The app designed for IntegrityNext integrates with its monitoring system so companies can track compliance with international sustainability standards and regulations in the supply chain. It will help procurement organizations monitor and improve supplier sustainability, increase transparency when it comes to sustainability, and mitigate third-party environmental, social, and governance (ESG) risks.
The app produced under the EcoVadis partnership leverages EcoVadis sustainability scorecards on suppliers so that Celonis customers can automatically remove spend associated with suppliers that are high-risk from a sustainability perspective while also prioritizing highly rated suppliers. Companies can see how their suppliers score in all areas of sustainability including environmental criteria (carbon and ecological footprint), social and labor practices, and ethical parameters.
One compelling use case: Celonis EMS will recommend suppliers who have provided the same material type in the past and already have a strong EcoVadis score to companies to help them decide which supplier is best suited for a particular order with regard to sustainability.

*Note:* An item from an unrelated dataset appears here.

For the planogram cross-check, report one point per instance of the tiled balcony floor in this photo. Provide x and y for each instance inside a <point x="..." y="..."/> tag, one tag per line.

Customer Archroma Capitalizes on Sustainability Tools
Archroma, a provider of specialty chemicals, is working with Celonis to quantify the carbon emissions of more than 150,000 shipments in a pilot project as well as explore opportunities to reduce emissions, the two companies announced on Thursday. The companies have worked together to map the carbon footprint of Archroma’s global shipping network and develop a performance baseline for outbound shipping emissions.
Archroma tapped Celonis to develop a better understanding of the CO2 emissions per product per kilogram throughout its shipping cycle — from its warehouses to the customer’s gate. As a result, Celonis and Archroma started a co-innovation project focused on the order-to-cash process and tracking outbound shipping emissions.
By getting insight into shipment weights and the capacity utilization of trucks, Archroma identified opportunities to bundle shipments, to explore potential reductions in both cost and emissions. The company also identified ways to improve customer relationships by sharing data related to emissions associated with its customers’ orders.
Sustainability is a complex, and potentially costly, business imperative for today’s leaders. Celonis is teaming with the best and brightest from the development community — and importantly, from its customer base to crack this nut. Sustainability is too complex — and there’s too much at stake — for any one software vendor, partner, or customer to single-handedly solve the sustainability problem.